Dans le cas de P. truncatus, on a recouru malgré cela à la méthode classique, d'autant plus qu'aucun indice ne permettait de conclure à l'introduction simultanée d'un antagoniste. Les recherches menées dans la région d'origine du ravageur afin de trouver un antagoniste à la fois spécifique et efficace se sont orientées vers le prédateur T. nigrescens (BÖYE, 1988). L'effet de "cairomomes" permet à l'insecte utile de détecter le ravageur dans tous les types d'environnement (BÖYE, 1988; REES et al., 1990). Au niveau de sa capacité prédatrice, T. nigrescens s'est révélé un antagoniste efficace, capable de réduire très fortement les populations de P. truncatus (REES, 1985, 1987; BÖYE, 1988; LELIVELDT & LABORIUS, 1990).
Avant le lâcher au Togo, l'évolution démographique et l'efficacité de T. nigrescens ont fait l'objet d'examens effectués en quarantaine et dans des conditions proches de la réalité. Des essais d'efficacité sur divers milieux nutritifs et impliquant différents rapports proie-prédateur ont été par ailleurs réalisés en conteneurs expérimentaux.
Dynamique de population de T. nigrescens
Les conditions climatiques rencontrées dans le sud du Togo n'avaient visiblement aucune influence négative sur l'évolution démographique de T. nigrescens. Dans les conditions proches de la réalité, sous la cage de toile métallique, on a observé une croissance continue de la population du prédateur. Dans les conteneurs expérimentaux, qui avaient été eux aussi placés dans la cage de toile métallique, on a constaté une forte multiplication et un développement rapide de l'insecte utile.

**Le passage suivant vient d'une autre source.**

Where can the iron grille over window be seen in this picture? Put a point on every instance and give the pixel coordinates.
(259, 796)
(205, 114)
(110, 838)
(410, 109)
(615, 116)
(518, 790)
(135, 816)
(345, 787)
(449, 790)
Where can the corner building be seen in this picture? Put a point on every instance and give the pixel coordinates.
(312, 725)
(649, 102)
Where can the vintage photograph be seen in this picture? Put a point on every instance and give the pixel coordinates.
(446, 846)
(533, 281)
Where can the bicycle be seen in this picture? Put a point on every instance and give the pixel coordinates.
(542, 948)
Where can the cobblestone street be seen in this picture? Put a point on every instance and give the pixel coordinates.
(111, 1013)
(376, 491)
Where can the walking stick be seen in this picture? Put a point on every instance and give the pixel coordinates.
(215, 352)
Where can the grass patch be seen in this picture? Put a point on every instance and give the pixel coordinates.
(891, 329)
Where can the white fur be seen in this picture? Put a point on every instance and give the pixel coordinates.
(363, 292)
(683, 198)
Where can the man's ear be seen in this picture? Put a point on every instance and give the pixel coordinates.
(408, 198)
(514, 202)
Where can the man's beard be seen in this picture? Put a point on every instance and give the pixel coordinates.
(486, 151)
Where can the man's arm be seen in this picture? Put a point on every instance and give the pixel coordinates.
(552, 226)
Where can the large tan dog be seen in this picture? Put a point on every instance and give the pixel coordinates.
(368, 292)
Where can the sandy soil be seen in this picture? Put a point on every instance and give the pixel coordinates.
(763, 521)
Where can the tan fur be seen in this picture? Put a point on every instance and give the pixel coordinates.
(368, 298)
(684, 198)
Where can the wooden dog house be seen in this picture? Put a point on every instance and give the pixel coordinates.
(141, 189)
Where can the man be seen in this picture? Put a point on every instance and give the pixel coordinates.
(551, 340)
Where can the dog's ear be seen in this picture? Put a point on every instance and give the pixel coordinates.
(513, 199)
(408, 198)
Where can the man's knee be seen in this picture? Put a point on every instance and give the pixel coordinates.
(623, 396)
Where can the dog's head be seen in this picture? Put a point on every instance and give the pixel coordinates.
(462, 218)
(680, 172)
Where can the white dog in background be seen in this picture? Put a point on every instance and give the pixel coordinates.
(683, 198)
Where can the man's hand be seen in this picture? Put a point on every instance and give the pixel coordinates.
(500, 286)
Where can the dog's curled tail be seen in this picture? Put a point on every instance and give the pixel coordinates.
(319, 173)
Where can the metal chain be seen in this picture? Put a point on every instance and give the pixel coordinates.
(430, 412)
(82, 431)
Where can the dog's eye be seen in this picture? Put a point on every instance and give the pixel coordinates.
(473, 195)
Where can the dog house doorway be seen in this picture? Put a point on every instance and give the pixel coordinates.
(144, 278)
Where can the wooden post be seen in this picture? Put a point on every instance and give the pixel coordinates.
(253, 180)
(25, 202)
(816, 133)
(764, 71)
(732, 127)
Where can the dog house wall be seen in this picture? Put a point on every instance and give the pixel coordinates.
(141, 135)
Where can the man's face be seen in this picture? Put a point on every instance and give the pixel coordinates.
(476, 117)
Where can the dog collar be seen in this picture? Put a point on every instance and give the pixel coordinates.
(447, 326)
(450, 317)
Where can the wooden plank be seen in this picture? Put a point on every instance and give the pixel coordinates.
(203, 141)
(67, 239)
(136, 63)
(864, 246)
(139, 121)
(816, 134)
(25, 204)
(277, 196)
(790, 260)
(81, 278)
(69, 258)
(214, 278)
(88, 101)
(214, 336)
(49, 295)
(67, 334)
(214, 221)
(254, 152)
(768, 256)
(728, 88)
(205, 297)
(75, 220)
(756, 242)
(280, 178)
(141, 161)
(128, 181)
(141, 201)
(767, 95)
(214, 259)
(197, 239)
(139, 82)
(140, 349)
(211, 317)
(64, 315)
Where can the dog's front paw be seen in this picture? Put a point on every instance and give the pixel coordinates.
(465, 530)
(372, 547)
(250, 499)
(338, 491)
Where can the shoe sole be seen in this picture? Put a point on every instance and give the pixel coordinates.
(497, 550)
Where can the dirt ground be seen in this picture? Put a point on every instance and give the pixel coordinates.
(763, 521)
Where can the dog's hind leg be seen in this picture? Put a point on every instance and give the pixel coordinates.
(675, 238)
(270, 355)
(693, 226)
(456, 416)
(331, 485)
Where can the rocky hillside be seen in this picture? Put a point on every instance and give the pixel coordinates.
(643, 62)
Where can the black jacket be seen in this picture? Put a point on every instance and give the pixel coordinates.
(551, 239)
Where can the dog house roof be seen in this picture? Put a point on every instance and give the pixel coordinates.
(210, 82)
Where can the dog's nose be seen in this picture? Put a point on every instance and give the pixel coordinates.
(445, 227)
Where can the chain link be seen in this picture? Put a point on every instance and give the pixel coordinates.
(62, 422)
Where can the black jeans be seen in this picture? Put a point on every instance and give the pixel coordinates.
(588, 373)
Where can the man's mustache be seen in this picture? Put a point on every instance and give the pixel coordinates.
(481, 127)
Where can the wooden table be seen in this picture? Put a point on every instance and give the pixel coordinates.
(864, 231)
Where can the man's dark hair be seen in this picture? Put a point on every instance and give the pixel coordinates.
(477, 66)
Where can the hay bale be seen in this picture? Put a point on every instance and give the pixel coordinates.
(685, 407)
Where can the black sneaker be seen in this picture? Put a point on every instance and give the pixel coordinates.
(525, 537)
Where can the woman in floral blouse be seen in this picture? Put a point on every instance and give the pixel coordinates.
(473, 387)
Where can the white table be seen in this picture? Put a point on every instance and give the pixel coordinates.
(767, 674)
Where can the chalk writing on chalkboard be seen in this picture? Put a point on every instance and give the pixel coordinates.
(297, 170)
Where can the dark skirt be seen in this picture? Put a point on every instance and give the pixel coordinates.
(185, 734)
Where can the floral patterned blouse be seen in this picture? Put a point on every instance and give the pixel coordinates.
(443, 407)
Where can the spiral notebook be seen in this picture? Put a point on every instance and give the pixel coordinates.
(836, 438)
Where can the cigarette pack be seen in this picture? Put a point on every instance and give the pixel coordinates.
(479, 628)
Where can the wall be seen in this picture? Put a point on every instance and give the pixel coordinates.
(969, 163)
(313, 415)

Aussi bien dans la cage de toile métallique que lors de l'essai en conteneurs, les descendants adultes de T. nigrescens étaient très nombreux, ce qui indique là encore l'existence de conditions de développement favorables. Dans le cadre des recherches de BÖYE (1988), la multiplication de T. nigrescens a été beaucoup plus faible. Dans nos recherches, cette multiplication positive a été atteinte alors que les deux essais ont été effectués avec un rapport numérique proie-prédateur extrêmement étroit, ce qui freine la multiplication de T. nigrescens et peut même entraîner un phénomène de cannibalisme (LELIVELDT & LABORIUS, 1990).
REES (1985, 1987) et LELIVELDT (1990) ont observé chez T. nigrescens une multiplication comparativement plus restreinte. REES (1985, 1987) a accompli ses recherches à 27 °C et 70 % d'hum. rel., LELIVELDT (1990) ayant choisi ici 30 °C et 70 % d'hum. rel. LELIVELDT (1990) a noté une meilleure multiplication du prédateur que REES (1985, 1987), et les résultats obtenus au cours de la présente étude sont à leur tour supérieurs à ceux de LELIVELDT (1990). Ceci laisse supposer qu'un climat chaud et humide offre à T. nigrescens des conditions de développement optimales. Cette constatation tend à nous rapprocher des indications de HINTON (1945), qui rapportait que nombre d'Histéridés peuvent uniquement se reproduire à partir d'une humidité relative de 90 à 95 %. Les résultats permettent dans l'ensemble de conclure que T. nigrescens a trouvé dans le sud du Topo des conditions de développement tout à fait favorables.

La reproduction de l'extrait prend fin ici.